Ther may be more edge cases we are missing, but it would be a lot better than the current behaviour. The next big question is, how easy is it to implement this the current code base.

As a limitation of scope, I don;t think we can't easily solve this for sub fields of nested FieldValidators atm. (schema.Dict, schema.AnyOf, schema.AllOf, schema.Object); Those probably need to be addressed by #192 and #77. Longer term we should probably support at least AnyOf and AllOff clauses... But if we can solve it at the top level, that would be a great start never the less.

For our own code, we have disabled PUT (via middleware), so that we can prevent users from being able to clear fields that they should not be allowed to clear according to the schema.
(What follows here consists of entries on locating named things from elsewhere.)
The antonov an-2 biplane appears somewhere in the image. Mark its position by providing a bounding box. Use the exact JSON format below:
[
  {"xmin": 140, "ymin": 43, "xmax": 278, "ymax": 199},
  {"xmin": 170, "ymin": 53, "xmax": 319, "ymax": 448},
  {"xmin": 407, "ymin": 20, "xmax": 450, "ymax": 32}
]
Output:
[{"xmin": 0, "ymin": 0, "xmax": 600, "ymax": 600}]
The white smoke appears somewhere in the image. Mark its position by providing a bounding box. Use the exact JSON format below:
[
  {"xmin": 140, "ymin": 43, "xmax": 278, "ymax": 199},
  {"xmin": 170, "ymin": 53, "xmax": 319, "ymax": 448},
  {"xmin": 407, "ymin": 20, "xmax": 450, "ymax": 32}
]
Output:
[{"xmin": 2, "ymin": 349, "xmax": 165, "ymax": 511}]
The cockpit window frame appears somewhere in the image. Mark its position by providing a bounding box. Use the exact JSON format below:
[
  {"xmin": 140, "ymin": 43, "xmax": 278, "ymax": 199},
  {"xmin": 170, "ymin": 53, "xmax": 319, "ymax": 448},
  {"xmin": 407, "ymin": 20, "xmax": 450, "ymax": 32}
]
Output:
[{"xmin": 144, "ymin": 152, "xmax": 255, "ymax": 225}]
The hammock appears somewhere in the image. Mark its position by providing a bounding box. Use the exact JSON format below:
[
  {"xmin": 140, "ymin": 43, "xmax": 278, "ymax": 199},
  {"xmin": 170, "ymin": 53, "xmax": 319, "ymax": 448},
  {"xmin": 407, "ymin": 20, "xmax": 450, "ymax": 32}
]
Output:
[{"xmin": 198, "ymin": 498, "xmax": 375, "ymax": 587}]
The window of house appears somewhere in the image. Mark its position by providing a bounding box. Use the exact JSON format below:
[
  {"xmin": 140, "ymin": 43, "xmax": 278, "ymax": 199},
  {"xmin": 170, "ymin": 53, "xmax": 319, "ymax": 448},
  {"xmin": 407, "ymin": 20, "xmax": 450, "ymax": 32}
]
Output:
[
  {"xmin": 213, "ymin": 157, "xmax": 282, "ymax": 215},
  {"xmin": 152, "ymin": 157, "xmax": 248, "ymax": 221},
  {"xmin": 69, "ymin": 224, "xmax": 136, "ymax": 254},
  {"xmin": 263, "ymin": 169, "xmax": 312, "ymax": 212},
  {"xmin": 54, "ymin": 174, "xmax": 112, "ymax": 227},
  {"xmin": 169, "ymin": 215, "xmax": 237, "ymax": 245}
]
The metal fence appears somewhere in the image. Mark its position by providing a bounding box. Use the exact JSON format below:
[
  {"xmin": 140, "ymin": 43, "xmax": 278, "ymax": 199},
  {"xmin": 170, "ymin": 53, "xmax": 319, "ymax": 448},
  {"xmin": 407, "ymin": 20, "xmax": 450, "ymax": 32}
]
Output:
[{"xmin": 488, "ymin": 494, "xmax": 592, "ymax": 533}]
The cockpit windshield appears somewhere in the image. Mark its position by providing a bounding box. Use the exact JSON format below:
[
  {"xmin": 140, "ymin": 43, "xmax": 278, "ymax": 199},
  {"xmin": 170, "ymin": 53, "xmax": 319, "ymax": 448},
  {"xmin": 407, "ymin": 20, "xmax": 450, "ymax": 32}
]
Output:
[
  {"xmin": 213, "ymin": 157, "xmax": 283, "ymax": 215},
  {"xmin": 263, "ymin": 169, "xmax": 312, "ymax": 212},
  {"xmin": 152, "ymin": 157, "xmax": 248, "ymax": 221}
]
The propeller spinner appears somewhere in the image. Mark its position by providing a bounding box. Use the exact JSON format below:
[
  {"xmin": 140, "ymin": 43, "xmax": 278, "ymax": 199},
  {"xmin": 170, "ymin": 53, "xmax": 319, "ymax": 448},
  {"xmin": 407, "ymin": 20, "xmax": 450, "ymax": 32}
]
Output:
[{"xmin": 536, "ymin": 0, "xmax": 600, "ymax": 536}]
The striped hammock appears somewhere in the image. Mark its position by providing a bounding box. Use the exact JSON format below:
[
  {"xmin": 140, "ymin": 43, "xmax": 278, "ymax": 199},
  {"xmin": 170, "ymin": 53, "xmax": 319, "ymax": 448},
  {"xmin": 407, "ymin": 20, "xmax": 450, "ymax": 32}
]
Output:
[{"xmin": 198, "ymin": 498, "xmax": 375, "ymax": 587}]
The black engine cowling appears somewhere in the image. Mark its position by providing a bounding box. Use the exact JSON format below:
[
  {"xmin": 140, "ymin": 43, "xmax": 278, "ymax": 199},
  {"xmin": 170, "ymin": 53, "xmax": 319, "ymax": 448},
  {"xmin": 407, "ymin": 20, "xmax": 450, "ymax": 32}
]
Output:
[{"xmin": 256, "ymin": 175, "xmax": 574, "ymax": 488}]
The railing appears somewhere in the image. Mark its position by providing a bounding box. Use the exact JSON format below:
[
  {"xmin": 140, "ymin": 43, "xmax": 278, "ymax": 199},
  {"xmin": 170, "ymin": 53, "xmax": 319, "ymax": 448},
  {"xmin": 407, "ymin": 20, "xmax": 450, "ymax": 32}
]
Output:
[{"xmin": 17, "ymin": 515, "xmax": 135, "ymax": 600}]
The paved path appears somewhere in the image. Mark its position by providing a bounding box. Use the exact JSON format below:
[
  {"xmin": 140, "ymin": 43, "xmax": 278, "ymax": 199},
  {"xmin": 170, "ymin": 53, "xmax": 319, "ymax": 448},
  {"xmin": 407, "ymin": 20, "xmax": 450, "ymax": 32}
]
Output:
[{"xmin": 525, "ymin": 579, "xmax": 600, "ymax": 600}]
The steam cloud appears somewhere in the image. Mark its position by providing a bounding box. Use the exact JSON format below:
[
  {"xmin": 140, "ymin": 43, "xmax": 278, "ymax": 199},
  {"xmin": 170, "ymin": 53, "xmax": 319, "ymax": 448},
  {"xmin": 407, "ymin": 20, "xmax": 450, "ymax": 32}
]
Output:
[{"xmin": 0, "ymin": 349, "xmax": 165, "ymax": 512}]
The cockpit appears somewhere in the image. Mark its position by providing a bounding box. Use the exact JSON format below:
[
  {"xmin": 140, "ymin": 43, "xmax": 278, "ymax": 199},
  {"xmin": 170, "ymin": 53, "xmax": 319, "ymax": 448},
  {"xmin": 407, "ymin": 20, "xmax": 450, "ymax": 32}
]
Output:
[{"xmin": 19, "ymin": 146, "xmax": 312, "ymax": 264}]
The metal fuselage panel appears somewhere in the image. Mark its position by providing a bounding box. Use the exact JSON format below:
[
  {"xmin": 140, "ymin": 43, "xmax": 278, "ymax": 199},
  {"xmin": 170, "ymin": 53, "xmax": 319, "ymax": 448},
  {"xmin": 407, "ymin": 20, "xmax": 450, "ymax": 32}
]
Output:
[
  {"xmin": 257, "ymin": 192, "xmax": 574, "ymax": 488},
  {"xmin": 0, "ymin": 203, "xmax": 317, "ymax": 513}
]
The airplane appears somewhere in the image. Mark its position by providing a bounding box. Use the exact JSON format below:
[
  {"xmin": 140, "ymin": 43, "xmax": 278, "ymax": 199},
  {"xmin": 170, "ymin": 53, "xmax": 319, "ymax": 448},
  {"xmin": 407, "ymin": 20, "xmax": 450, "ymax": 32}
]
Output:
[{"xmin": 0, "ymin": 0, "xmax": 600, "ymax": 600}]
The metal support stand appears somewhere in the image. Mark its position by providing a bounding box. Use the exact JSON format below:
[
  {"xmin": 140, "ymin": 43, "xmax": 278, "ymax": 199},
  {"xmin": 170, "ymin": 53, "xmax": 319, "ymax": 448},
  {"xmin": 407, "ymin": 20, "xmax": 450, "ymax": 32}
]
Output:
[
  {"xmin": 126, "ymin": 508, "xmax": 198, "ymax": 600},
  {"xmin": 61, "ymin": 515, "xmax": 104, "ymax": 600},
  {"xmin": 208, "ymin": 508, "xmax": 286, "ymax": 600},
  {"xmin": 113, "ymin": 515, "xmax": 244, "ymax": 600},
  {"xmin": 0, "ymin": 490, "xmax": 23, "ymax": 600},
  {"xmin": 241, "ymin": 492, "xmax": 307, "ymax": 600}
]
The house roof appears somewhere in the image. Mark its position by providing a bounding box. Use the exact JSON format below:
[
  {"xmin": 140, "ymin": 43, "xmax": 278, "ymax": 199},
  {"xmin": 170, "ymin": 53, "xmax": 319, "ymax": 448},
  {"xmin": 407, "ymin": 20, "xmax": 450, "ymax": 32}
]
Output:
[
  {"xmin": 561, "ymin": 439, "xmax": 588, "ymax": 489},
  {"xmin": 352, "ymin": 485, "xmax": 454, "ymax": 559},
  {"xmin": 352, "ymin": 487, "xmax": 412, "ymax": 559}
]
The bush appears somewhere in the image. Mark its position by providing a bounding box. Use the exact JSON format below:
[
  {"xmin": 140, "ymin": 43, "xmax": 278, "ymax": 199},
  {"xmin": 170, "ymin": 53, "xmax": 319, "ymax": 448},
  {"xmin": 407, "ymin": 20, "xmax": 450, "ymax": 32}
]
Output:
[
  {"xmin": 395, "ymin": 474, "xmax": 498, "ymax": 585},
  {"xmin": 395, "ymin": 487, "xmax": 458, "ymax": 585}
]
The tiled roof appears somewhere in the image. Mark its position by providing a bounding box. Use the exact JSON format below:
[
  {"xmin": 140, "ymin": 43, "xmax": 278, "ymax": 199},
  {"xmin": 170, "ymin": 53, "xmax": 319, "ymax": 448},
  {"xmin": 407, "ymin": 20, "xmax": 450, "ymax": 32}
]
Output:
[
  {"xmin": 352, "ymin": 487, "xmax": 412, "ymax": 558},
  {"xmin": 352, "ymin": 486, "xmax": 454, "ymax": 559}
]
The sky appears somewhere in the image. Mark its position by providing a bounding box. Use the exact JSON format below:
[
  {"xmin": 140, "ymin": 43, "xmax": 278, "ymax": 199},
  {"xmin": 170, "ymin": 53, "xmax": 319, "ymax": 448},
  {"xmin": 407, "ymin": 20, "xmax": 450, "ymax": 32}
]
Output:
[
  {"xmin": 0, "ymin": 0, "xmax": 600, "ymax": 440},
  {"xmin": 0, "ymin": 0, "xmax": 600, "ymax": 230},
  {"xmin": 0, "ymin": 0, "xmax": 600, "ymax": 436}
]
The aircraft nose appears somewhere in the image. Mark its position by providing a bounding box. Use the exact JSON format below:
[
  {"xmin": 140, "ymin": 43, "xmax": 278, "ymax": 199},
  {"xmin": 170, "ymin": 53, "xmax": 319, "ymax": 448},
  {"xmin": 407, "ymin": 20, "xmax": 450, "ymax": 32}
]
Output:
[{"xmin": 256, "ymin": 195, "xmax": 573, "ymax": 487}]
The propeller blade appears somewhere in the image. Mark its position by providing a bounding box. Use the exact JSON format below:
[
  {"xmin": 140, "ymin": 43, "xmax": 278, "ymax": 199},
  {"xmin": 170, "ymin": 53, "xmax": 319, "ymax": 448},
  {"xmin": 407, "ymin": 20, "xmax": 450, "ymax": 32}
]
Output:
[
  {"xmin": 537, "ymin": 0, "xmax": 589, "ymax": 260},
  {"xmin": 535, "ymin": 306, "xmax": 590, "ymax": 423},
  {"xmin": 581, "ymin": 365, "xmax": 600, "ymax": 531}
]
If the fields are used as part of determining access, that would be a potential attack surface.

[smyrman]

I also need to add, that a perfectly valid solution for now, at least as far as I am concerned, could be not to allow PUT request to do an update at all; they are allowed as a method of creating new objects, but for UPDATE, they return a HTTP 501 Not Implemented.

That addresses any security and data-corruption concerns, and people can still do updates via PATCH.

[Dragomir-Ivanov]

That addresses any security and data-corruption concerns, and people can still do updates via PATCH.

I agree with that, but it is a REST convention, that you can update the whole document with PUT, where any missing fields, are deleted from original document(unlike PATCH, where missing fields stay as is in the original document).
I am planning to implement JSON PATCH protocol for PATCH method, where we will be able to delete fields on PATCH, but still PUT is expected to work.

[Dragomir-Ivanov]

For me, (Required, Default) fields are not possible. If not, what is the difference between (Required,Default) and just (Default). To me on PUT, Required fields must always be present, or the request fails.

[smyrman]

I don't disagreee @Dragomir-Ivanov; I am just stating that removing PUT support until we are able to fix it (if there is no easy fix for it now) would be a better fix than to do nothing for a v0.2 tag release. Anyway, if you have time to have a look at how to address this properly, that would be the best.

On (Required, Default) v.s. (Default), the difference probably is that it would be valid to clear a field with a Default only value (e.g. via #145 or directly in code when using the schema and resource packages directly) - if it's not ReadOnly of course. Other than that, they are semantically the same for the case of PUT.

Basically, if checking Required after setting the Default for all missing fields (required or not), it would be correct in my mind... Does it make sense?